(LiveHacking.Com) – News broke yesterday of an alleged hack on Dropbox that could have potentially leaked the passwords of millions of users. An anonymous hacker posted a few hundred usernames and passwords on Pastebin and claimed that they were for Dropbox accounts. The leaked list is for accounts with email addresses starting with the letter “b”. The opening text stated that Dropbox had been hacked and that the hacker had access to some 6,937,081 credentials. The hacker then asked for Bitcoin donations in exchange for more leaked passwords.
Dropbox was swift to reply to the allegations and said that recent news articles claiming that it was hacked weren’t true. “The usernames and passwords referenced in these articles were stolen from unrelated services, not Dropbox.
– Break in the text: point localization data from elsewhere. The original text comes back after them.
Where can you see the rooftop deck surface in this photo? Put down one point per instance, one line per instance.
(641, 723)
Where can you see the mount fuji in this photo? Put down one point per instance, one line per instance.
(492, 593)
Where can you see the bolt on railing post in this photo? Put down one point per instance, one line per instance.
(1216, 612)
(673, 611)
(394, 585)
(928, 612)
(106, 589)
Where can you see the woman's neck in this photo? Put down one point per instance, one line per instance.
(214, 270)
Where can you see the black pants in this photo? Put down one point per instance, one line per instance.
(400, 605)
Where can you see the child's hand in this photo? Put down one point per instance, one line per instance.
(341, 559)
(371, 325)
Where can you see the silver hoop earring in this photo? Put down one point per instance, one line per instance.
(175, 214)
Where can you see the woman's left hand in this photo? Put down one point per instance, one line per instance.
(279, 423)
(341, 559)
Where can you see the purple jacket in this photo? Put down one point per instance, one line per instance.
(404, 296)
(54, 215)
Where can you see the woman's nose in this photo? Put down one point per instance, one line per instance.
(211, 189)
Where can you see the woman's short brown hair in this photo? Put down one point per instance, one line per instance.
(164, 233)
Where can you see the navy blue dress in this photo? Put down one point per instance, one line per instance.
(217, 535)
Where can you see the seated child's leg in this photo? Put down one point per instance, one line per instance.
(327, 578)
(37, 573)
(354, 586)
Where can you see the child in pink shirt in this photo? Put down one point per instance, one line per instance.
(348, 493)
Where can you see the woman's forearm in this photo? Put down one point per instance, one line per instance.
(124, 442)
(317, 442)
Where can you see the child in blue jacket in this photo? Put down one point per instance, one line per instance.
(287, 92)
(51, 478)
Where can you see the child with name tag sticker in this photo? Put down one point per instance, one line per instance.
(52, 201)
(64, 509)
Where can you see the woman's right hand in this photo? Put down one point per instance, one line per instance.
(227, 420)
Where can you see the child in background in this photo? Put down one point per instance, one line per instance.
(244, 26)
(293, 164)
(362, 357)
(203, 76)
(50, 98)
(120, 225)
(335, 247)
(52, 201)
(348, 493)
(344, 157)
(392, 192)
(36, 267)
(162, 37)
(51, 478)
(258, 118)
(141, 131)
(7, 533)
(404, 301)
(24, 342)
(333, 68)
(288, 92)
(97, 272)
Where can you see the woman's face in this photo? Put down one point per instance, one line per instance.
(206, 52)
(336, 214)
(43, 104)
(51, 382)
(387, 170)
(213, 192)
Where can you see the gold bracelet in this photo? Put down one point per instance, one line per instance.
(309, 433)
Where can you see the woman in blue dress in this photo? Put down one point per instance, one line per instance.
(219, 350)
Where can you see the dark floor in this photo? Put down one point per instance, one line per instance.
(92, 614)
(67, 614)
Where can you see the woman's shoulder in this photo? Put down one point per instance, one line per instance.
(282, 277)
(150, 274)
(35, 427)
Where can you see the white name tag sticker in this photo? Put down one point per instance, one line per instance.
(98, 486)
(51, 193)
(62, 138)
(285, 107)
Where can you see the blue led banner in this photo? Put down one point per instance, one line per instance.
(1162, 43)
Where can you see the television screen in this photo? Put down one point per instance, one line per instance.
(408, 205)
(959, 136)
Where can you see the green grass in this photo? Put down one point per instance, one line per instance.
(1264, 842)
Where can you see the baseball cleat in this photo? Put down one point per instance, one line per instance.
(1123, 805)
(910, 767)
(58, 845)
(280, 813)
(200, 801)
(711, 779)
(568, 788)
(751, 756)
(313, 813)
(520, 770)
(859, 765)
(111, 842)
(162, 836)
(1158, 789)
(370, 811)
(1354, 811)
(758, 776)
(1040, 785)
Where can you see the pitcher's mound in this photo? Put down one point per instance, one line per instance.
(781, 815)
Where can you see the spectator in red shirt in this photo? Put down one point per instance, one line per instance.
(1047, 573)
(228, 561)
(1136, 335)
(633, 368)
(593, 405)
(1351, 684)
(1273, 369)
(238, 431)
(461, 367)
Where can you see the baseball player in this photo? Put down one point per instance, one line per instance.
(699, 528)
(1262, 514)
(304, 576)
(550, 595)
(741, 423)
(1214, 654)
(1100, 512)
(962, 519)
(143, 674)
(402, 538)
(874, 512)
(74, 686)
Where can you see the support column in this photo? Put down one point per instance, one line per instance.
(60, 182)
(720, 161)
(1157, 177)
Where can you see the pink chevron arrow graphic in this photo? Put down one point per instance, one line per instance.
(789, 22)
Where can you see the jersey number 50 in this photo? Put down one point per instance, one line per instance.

Attackers then used these stolen credentials to try to log in to sites across the internet, including Dropbox,” wrote Anton Mityagin from Dropbox.
In a further update Dropbox said it had also checked a subsequent list of usernames and passwords that had been posted online, and that the second list was also not associated with Dropbox accounts.
If Dropbox is telling the whole truth, then it seems likely that the hackers have generated a list of user names and passwords from previous security breaches on non-Dropbox related sites and have tried their luck to see which users are using the same password on multiple sites. “Attacks like these are one of the reasons why we strongly encourage users not to reuse passwords across services,” added Mityagin.
Dropbox users who have used the same password on their Dropbox account and on another websites should change their Dropbox password immediately. For an added layer of security, Dropbox users can also enable 2 step verification.